The baby’s greedy scream was passing into sobs.
“But you can’t manage so, ma’am,” said Agafea Mihalovna, who was almost always to be found in the nursery. “He must be put straight. A-oo! a-oo!” she chanted over him, paying no attention to the mother.
The nurse brought the baby to his mother. Agafea Mihalovna followed him with a face dissolving with tenderness.
“He knows me, he knows me. In God’s faith, Katerina Alexandrovna, ma’am, he knew me!” Agafea Mihalovna cried above the baby’s screams.
But Kitty did not hear her words. Her impatience kept growing, like the baby’s.
Their impatience hindered things for a while. The baby could not get hold of the breast right, and was furious.
At last, after despairing, breathless screaming, and vain sucking, things went right, and mother and child felt simultaneously soothed, and both subsided into calm.
“But poor darling, he’s all in perspiration!” said Kitty in a whisper, touching the baby.

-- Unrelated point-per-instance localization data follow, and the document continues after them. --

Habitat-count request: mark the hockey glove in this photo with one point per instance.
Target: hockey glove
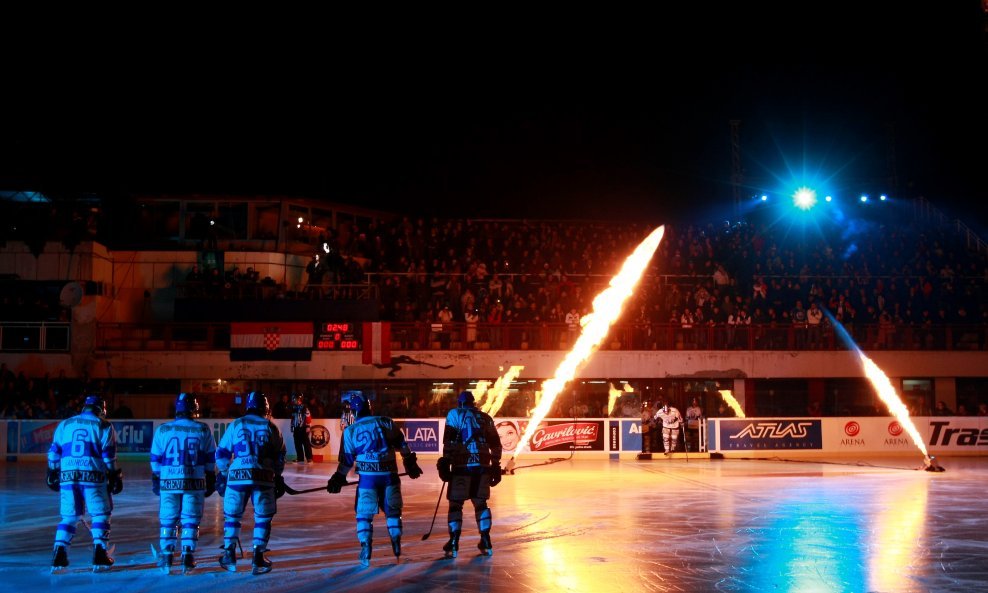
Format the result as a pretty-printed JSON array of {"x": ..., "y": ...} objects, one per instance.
[
  {"x": 53, "y": 479},
  {"x": 444, "y": 468},
  {"x": 336, "y": 483},
  {"x": 412, "y": 466},
  {"x": 210, "y": 483},
  {"x": 495, "y": 475},
  {"x": 114, "y": 480}
]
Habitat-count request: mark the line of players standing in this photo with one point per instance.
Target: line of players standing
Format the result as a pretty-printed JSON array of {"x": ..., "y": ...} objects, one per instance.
[{"x": 250, "y": 460}]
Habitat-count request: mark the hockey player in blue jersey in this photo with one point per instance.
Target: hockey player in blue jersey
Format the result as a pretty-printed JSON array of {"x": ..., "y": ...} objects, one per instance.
[
  {"x": 82, "y": 468},
  {"x": 471, "y": 464},
  {"x": 250, "y": 459},
  {"x": 369, "y": 443},
  {"x": 183, "y": 456}
]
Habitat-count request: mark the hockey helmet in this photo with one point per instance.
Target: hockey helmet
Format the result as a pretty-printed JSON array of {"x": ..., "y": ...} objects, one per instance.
[
  {"x": 95, "y": 404},
  {"x": 465, "y": 399},
  {"x": 187, "y": 406},
  {"x": 257, "y": 403},
  {"x": 360, "y": 405}
]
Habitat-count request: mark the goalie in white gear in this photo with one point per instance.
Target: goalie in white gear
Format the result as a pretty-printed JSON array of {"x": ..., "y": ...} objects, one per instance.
[{"x": 671, "y": 421}]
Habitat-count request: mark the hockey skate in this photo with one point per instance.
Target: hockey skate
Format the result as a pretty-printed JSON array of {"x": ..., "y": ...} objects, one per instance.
[
  {"x": 260, "y": 565},
  {"x": 101, "y": 560},
  {"x": 229, "y": 558},
  {"x": 453, "y": 545},
  {"x": 163, "y": 559},
  {"x": 485, "y": 546},
  {"x": 60, "y": 559},
  {"x": 188, "y": 560}
]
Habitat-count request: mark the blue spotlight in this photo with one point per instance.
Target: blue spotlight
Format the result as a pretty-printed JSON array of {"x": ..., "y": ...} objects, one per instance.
[{"x": 804, "y": 198}]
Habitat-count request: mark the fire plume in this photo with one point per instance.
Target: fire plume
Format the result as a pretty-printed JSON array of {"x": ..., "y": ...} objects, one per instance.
[
  {"x": 500, "y": 390},
  {"x": 607, "y": 307},
  {"x": 732, "y": 402}
]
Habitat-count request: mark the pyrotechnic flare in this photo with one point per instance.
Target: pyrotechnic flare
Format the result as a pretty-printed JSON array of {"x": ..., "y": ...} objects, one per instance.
[
  {"x": 614, "y": 394},
  {"x": 500, "y": 390},
  {"x": 883, "y": 387},
  {"x": 733, "y": 403},
  {"x": 606, "y": 309}
]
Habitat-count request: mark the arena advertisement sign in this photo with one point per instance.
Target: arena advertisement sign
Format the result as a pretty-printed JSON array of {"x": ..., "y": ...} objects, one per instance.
[
  {"x": 771, "y": 434},
  {"x": 422, "y": 435},
  {"x": 133, "y": 436},
  {"x": 631, "y": 435}
]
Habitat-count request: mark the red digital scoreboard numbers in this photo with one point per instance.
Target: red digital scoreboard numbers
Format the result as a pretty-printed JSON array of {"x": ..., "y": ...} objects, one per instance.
[{"x": 337, "y": 336}]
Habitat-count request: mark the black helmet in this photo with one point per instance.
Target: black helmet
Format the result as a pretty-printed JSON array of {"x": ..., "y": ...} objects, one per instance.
[
  {"x": 187, "y": 406},
  {"x": 258, "y": 402},
  {"x": 360, "y": 405},
  {"x": 95, "y": 404},
  {"x": 465, "y": 399}
]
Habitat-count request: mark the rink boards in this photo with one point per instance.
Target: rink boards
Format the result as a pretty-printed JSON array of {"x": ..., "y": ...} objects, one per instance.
[{"x": 594, "y": 437}]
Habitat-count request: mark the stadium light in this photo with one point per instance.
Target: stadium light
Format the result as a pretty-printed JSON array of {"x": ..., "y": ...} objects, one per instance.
[{"x": 804, "y": 198}]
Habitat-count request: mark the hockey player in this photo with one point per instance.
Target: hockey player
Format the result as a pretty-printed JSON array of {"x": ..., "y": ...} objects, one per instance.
[
  {"x": 183, "y": 454},
  {"x": 671, "y": 421},
  {"x": 370, "y": 443},
  {"x": 301, "y": 423},
  {"x": 250, "y": 459},
  {"x": 471, "y": 463},
  {"x": 82, "y": 467}
]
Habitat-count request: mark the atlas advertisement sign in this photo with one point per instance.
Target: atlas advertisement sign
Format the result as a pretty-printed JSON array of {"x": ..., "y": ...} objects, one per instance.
[{"x": 770, "y": 434}]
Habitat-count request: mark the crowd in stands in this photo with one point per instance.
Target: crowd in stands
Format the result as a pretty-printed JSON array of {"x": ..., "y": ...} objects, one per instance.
[{"x": 38, "y": 398}]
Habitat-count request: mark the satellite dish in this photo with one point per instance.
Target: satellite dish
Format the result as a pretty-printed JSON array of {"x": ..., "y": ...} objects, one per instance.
[{"x": 71, "y": 295}]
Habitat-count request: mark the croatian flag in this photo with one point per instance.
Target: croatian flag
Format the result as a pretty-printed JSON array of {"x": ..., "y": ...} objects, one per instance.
[
  {"x": 377, "y": 342},
  {"x": 270, "y": 341}
]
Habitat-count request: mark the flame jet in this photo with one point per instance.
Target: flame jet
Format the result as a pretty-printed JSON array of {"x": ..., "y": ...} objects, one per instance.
[
  {"x": 500, "y": 390},
  {"x": 883, "y": 387},
  {"x": 606, "y": 309}
]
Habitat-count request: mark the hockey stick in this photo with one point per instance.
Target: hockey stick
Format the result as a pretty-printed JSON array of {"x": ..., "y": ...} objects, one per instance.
[
  {"x": 426, "y": 536},
  {"x": 293, "y": 492}
]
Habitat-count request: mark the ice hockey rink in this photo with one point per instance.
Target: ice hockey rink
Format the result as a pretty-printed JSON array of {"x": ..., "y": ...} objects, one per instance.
[{"x": 681, "y": 524}]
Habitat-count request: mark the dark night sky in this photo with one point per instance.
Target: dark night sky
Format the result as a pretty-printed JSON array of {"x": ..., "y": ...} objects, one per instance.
[{"x": 621, "y": 116}]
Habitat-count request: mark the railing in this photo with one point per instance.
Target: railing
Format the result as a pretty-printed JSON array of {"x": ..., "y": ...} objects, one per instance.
[
  {"x": 525, "y": 336},
  {"x": 35, "y": 336}
]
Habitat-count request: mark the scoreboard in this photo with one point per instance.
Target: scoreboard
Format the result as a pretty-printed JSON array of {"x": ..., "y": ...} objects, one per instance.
[{"x": 337, "y": 336}]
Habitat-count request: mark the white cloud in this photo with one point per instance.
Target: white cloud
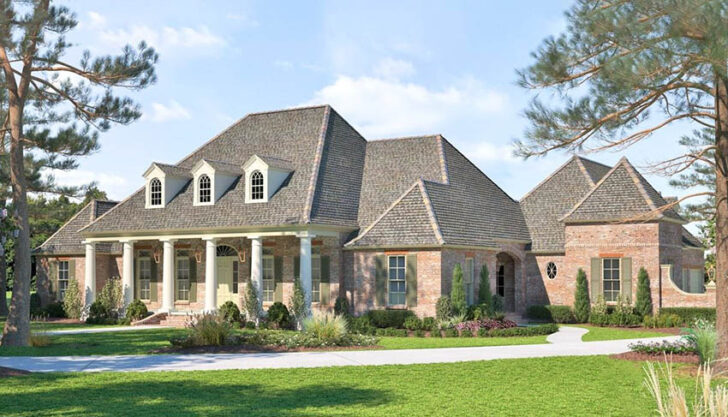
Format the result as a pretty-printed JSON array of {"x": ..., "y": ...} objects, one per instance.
[
  {"x": 164, "y": 39},
  {"x": 386, "y": 108},
  {"x": 165, "y": 113},
  {"x": 391, "y": 68}
]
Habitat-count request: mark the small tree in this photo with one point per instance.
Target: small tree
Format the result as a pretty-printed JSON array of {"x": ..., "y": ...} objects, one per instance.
[
  {"x": 643, "y": 304},
  {"x": 72, "y": 300},
  {"x": 485, "y": 296},
  {"x": 581, "y": 298},
  {"x": 297, "y": 304},
  {"x": 457, "y": 293}
]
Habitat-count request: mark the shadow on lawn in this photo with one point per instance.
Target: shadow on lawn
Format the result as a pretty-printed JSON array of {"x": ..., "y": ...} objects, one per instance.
[{"x": 221, "y": 393}]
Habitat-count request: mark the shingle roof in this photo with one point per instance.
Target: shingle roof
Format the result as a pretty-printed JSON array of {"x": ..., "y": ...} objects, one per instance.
[
  {"x": 545, "y": 205},
  {"x": 67, "y": 240},
  {"x": 623, "y": 194}
]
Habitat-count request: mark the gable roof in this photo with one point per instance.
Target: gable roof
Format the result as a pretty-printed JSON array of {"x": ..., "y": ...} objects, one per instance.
[
  {"x": 622, "y": 194},
  {"x": 545, "y": 205},
  {"x": 68, "y": 241}
]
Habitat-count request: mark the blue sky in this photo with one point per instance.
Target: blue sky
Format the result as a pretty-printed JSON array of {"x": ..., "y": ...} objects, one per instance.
[{"x": 390, "y": 68}]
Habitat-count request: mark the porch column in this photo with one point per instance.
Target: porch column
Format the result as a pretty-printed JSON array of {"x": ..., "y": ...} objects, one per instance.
[
  {"x": 90, "y": 275},
  {"x": 168, "y": 275},
  {"x": 210, "y": 274},
  {"x": 127, "y": 271},
  {"x": 305, "y": 270},
  {"x": 256, "y": 267}
]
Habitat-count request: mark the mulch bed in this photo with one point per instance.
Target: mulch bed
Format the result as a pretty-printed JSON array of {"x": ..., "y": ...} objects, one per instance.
[
  {"x": 254, "y": 349},
  {"x": 8, "y": 372},
  {"x": 641, "y": 357}
]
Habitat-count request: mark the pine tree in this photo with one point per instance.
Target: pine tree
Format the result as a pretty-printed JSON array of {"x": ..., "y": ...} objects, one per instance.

“What makes you think he knows you?” she added, with a sidelong glance at the baby’s eyes, that peered roguishly, as she fancied, from under his cap, at his rhythmically puffing cheeks, and the little red-palmed hand he was waving.

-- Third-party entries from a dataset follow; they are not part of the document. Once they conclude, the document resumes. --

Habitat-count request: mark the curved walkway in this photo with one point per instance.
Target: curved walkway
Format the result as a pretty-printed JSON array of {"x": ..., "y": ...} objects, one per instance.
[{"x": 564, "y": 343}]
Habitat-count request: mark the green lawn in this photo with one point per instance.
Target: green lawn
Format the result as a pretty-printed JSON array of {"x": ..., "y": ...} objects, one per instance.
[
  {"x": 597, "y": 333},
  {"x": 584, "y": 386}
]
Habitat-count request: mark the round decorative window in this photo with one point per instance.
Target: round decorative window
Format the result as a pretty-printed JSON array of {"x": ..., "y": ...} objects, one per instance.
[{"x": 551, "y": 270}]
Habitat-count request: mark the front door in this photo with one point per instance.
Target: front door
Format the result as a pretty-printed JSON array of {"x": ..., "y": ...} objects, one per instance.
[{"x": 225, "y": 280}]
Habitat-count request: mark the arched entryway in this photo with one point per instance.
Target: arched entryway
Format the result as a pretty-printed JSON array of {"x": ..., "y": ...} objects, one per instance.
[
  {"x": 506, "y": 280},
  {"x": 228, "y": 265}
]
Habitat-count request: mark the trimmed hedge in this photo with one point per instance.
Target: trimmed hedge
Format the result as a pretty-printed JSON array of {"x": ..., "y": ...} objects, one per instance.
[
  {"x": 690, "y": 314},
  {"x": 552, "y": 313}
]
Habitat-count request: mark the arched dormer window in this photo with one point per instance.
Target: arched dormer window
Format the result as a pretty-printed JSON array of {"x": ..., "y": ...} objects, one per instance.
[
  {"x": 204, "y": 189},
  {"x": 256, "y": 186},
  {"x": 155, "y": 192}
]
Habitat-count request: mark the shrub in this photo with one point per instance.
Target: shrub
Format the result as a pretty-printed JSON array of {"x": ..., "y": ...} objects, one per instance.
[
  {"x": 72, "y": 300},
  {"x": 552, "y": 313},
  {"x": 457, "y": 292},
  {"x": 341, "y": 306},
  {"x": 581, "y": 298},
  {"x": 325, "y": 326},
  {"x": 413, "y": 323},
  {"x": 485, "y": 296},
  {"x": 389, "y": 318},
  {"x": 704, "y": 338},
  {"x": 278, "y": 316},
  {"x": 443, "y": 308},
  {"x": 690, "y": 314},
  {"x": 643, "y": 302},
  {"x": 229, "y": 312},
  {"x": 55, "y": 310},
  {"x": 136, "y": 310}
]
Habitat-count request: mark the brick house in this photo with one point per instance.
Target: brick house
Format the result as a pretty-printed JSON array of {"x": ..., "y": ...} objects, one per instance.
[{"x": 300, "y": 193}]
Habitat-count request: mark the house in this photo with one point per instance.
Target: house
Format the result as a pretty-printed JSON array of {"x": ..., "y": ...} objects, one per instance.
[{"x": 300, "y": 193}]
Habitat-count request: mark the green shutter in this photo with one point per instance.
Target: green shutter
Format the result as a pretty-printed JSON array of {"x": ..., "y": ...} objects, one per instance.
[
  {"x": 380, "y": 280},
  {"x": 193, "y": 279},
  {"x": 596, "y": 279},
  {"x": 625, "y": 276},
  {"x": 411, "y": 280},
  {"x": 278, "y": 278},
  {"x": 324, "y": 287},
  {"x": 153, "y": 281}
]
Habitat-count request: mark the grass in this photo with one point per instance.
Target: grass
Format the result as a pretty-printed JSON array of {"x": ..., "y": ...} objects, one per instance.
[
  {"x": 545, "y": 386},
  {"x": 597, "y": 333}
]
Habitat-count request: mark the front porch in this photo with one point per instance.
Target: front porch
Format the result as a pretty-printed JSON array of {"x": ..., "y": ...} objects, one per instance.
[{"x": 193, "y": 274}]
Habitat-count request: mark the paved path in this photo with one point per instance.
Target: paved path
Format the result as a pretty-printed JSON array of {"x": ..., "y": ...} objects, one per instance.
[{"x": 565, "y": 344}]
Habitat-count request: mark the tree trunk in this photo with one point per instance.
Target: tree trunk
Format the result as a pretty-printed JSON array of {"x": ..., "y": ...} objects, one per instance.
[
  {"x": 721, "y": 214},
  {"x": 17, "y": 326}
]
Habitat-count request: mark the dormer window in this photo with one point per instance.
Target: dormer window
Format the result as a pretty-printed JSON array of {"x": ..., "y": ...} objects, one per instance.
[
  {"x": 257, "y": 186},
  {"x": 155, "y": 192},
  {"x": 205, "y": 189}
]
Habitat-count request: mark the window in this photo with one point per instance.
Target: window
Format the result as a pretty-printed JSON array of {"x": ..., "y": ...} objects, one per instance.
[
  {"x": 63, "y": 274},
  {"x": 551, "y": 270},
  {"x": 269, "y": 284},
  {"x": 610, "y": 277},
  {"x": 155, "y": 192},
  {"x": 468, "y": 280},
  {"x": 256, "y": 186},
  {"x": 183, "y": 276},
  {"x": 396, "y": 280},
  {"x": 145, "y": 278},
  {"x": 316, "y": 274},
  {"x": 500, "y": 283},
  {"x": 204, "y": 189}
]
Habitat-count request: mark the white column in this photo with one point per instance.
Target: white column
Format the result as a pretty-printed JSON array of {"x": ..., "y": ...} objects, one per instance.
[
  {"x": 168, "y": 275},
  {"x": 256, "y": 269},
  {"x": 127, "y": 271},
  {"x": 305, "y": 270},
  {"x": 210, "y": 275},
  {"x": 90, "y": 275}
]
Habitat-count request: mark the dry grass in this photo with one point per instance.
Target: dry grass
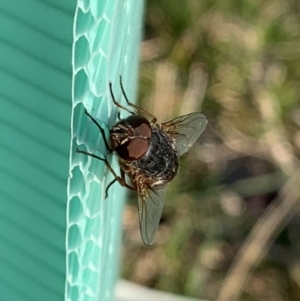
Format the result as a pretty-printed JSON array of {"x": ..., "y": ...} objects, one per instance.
[{"x": 238, "y": 63}]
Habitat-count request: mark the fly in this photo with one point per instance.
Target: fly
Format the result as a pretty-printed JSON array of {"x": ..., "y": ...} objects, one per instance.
[{"x": 148, "y": 154}]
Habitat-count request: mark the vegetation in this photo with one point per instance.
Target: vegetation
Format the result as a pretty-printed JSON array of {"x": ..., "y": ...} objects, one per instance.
[{"x": 235, "y": 200}]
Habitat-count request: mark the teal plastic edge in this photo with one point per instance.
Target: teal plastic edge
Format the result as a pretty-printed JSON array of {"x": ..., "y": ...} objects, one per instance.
[{"x": 107, "y": 36}]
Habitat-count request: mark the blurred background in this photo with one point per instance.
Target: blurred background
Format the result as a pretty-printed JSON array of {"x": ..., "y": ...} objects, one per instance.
[{"x": 238, "y": 62}]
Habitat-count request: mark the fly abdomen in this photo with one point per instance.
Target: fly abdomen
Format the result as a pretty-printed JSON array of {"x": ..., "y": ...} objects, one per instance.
[{"x": 161, "y": 159}]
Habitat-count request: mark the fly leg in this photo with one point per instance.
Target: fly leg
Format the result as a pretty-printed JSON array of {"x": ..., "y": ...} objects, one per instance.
[
  {"x": 121, "y": 179},
  {"x": 138, "y": 108},
  {"x": 100, "y": 129}
]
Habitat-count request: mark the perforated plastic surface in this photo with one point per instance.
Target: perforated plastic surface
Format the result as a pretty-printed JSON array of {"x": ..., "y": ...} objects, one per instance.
[
  {"x": 107, "y": 38},
  {"x": 35, "y": 109}
]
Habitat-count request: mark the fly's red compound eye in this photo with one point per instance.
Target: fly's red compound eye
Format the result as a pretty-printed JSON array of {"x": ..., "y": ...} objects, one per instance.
[{"x": 137, "y": 143}]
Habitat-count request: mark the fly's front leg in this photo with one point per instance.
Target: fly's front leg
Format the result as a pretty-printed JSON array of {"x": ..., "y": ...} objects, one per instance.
[
  {"x": 121, "y": 179},
  {"x": 138, "y": 108},
  {"x": 100, "y": 129},
  {"x": 122, "y": 182}
]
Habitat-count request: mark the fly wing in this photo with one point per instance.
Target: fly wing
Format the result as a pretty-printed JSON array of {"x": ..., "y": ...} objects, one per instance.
[
  {"x": 185, "y": 130},
  {"x": 150, "y": 210}
]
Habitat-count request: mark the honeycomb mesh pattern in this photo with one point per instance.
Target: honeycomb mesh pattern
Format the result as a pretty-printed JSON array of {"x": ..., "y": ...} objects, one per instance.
[{"x": 107, "y": 37}]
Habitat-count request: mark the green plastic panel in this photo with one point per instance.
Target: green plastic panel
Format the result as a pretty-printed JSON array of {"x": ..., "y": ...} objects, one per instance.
[
  {"x": 35, "y": 115},
  {"x": 107, "y": 37}
]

“Impossible! If he knew anyone, he would have known me,” said Kitty, in response to Agafea Mihalovna’s statement, and she smiled.

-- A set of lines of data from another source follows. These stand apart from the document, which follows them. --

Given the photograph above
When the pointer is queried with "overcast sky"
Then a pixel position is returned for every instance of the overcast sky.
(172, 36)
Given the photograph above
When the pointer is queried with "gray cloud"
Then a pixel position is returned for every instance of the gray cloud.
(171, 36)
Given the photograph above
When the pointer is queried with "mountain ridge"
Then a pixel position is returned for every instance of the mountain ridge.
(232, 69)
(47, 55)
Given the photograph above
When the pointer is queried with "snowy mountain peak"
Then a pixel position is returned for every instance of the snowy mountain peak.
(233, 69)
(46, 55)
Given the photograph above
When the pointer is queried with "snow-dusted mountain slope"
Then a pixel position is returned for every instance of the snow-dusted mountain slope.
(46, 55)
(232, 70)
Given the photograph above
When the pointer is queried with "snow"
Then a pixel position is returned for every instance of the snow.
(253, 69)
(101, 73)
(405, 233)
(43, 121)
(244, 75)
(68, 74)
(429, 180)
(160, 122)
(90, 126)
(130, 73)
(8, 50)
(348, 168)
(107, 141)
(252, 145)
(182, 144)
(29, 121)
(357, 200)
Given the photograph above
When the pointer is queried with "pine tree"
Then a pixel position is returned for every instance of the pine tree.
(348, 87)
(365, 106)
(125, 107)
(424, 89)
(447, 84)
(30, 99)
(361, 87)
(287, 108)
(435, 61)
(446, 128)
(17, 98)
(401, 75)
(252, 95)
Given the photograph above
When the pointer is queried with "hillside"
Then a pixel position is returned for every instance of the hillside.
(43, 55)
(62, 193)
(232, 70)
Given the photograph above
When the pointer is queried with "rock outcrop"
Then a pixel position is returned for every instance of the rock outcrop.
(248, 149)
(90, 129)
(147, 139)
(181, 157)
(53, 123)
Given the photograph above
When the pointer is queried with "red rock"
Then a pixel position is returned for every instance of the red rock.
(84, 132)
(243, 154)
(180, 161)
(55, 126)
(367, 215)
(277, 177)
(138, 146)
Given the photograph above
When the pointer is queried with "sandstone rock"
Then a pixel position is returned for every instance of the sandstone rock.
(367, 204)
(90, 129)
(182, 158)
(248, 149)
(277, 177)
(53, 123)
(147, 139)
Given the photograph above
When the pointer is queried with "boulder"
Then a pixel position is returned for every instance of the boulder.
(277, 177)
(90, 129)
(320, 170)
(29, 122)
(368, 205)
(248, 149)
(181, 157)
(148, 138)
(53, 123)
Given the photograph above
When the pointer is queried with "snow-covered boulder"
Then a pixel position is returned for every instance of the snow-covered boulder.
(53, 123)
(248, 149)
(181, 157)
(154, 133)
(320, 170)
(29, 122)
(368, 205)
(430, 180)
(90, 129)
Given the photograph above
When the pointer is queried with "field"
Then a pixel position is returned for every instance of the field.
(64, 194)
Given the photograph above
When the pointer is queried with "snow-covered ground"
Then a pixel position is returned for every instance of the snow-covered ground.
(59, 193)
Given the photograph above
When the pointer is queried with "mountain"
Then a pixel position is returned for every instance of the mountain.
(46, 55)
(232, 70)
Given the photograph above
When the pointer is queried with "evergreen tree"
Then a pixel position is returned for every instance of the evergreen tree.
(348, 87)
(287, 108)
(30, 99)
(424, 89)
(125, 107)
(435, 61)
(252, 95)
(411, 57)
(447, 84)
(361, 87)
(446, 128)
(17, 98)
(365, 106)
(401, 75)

She smiled because, though she said he could not know her, in her heart she was sure that he knew not merely Agafea Mihalovna, but that he knew and understood everything, and knew and understood a great deal too that no one else knew, and that she, his mother, had learned and come to understand only through him. To Agafea Mihalovna, to the nurse, to his grandfather, to his father even, Mitya was a living being, requiring only material care, but for his mother he had long been a mortal being, with whom there had been a whole series of spiritual relations already.
“When he wakes up, please God, you shall see for yourself. Then when I do like this, he simply beams on me, the darling! Simply beams like a sunny day!” said Agafea Mihalovna.
“Well, well; then we shall see,” whispered Kitty. “But now go away, he’s going to sleep.”